Another aspect of Dr. Mikos’ group is a relationship with the Armed Forces Institute of Regenerative Medicine “to accelerate regenerative solutions for the treatment of battlefield injuries.” The collaboration is currently aiming to treat composite defects in craniofacial areas and highly contaminated wounds. Until recently, how regeneration and infection affect each other and the overall healing process has not been addressed.
An application in the works that will be translated into the clinic is regeneration of hard bone tissue with soft tissue. The team is using space maintainers to release antibiotics and regrow soft tissue in a region of infection during bone repair. An inert biomaterial intended to be removed after soft tissue regrowth is the basis of the technique. “To address these issues, a novel composite material comprising poly(propylene fumarate) (PPF) with N-vinyl pyrrolidone (NVP) as the crosslinking agent, carboxymethylcellulose (CMC) hydrogel as a porogen, and antibiotic loaded poly(lactic-co-glycolic acid) (PLGA) microparticles as antibiotic carriers and porogen was fabricated,” wrote the group in a publication from this year, entitled “Degradable, Antibiotic Releasing Poly(propylene fumarate)-based Constructs for Craniofacial Space Maintenance Applications.” The group has used in vivo studies in rabbits for three years to investigate healing of a bicortical defect in mandibles with both soft tissue injury and oral cavity access. These studies led to the development of biomaterials that will eventually be translated to clinical use.

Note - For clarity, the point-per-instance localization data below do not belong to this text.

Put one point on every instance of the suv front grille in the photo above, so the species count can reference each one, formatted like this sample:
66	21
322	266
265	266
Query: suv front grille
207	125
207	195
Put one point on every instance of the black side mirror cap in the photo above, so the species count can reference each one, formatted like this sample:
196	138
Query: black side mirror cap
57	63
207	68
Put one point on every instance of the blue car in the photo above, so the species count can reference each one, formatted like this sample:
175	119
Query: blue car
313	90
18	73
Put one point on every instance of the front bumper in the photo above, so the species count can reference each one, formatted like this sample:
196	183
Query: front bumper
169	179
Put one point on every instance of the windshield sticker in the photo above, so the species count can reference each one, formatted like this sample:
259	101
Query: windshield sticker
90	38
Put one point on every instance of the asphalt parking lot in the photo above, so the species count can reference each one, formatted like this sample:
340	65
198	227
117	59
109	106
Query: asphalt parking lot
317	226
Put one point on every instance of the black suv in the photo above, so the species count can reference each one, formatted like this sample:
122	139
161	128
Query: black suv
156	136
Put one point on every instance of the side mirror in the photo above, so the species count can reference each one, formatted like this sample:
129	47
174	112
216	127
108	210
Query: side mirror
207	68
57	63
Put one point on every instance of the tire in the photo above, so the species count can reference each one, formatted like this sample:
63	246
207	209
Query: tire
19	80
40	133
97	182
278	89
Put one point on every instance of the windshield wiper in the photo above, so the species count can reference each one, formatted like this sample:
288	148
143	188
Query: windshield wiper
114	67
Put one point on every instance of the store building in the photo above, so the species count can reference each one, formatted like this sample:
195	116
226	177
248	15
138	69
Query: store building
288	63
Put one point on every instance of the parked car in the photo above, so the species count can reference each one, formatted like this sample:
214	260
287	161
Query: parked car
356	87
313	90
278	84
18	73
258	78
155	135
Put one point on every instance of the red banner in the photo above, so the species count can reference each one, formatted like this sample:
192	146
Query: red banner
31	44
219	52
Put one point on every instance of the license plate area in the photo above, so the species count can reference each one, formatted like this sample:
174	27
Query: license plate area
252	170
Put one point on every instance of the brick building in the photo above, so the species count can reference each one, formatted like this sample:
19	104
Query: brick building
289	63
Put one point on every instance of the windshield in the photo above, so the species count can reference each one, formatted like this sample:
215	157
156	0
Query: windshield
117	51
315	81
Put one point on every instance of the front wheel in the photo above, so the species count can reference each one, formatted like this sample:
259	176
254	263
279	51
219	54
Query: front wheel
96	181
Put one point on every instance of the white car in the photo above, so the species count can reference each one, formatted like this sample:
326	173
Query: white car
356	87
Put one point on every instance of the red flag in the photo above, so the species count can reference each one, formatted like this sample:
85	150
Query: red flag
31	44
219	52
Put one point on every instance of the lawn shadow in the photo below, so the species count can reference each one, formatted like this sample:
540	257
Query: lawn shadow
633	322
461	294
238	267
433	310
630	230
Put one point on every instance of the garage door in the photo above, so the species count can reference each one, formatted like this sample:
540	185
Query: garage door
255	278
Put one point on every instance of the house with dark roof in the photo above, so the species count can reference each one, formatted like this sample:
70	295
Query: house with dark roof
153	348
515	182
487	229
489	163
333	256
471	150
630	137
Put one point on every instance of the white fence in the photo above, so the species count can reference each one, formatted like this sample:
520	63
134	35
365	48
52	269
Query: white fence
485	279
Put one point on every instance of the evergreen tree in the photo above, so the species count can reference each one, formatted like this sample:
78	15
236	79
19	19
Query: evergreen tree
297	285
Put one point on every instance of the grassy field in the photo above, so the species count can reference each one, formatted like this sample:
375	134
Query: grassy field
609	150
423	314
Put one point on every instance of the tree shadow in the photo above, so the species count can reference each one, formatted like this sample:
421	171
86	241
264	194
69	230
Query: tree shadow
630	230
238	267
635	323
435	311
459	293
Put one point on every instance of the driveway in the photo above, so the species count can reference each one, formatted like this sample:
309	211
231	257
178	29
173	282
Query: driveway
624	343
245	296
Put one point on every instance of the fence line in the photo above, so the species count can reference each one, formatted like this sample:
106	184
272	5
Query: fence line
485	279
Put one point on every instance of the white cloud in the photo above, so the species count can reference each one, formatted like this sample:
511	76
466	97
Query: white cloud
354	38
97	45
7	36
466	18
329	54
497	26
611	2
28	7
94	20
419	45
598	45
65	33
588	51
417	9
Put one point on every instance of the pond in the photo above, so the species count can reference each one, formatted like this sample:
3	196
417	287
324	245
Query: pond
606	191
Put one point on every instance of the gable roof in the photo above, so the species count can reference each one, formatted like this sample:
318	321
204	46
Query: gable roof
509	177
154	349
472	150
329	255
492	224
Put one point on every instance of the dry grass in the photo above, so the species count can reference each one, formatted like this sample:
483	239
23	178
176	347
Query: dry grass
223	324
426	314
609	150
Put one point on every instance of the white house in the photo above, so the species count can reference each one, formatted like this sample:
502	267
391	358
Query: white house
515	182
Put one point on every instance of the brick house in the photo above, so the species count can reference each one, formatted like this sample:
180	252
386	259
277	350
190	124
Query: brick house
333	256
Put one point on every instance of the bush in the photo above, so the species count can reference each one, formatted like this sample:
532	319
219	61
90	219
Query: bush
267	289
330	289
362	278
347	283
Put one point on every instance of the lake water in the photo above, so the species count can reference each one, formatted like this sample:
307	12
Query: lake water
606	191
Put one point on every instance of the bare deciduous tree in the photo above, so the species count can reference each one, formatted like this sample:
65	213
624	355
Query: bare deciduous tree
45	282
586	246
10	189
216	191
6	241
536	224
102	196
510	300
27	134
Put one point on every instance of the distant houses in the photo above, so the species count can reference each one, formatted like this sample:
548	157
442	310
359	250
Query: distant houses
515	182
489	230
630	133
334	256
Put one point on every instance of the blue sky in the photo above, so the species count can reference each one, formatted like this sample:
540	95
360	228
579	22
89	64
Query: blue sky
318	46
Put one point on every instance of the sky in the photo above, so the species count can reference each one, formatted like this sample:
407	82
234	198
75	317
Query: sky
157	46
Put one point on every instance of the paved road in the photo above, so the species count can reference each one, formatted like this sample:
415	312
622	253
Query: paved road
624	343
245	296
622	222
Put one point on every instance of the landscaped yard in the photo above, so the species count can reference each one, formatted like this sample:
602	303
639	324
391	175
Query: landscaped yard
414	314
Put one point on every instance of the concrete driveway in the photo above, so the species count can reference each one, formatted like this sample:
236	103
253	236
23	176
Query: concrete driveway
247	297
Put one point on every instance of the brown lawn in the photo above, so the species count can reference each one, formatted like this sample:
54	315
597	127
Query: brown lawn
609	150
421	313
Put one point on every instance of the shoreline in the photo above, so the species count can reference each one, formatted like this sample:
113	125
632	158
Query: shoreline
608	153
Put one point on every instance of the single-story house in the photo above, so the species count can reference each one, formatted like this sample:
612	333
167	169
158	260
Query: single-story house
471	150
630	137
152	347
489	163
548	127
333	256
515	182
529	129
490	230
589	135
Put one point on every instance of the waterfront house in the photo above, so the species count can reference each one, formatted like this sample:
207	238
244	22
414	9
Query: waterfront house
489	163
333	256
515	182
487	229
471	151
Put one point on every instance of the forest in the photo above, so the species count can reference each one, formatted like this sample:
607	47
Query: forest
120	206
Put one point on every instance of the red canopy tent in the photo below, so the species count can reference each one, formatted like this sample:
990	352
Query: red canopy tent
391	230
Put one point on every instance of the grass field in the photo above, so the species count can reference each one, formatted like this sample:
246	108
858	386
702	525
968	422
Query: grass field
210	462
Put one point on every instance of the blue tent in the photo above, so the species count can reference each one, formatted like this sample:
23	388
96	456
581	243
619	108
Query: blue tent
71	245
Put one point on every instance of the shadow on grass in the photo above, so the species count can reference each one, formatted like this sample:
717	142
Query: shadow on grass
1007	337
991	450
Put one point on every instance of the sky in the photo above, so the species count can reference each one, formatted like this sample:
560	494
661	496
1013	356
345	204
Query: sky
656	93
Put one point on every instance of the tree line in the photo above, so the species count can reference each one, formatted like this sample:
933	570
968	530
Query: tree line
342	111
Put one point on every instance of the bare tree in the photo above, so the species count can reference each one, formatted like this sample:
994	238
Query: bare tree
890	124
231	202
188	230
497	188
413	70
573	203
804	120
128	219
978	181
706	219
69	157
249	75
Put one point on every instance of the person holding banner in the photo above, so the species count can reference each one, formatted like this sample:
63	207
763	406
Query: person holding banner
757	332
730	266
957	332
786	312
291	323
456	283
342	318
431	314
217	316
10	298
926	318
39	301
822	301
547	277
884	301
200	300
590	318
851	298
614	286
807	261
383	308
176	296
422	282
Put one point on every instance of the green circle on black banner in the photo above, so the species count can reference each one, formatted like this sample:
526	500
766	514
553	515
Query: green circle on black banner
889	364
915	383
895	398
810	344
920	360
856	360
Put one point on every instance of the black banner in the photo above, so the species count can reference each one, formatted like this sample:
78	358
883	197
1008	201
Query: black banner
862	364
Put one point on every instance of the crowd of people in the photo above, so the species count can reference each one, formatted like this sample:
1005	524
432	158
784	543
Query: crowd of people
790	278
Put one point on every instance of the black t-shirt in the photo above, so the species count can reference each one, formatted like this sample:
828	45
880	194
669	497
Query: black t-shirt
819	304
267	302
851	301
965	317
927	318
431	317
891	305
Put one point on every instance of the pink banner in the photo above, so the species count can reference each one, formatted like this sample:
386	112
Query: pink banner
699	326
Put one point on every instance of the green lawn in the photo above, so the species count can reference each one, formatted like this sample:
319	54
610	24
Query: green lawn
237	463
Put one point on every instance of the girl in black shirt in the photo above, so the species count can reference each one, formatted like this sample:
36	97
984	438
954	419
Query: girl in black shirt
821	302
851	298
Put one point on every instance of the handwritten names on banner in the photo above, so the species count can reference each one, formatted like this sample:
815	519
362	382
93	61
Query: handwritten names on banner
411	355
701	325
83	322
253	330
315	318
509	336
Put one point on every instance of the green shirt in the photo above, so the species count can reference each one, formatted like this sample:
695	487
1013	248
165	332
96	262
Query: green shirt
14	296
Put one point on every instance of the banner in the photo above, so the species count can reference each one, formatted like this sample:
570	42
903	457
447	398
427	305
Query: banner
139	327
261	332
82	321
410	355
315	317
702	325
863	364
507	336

At the close of Dr. Mikos’ keynote, a question from the audience inquired about the prospect of curing osteoarthritis simply by injecting subchondral bone with growth factors to stimulate chondral tissue regrowth. Keeping with the nature of the scientific process, Dr. Mikos indicated that this hypothesis would need to be tested, but also that there is definitely interplay between the two layers. Perhaps one day, in addition to the astounding number of awards, recognitions, and honors already held by Dr. Mikos, “Curer of Osteoarthritis” may be added to the list.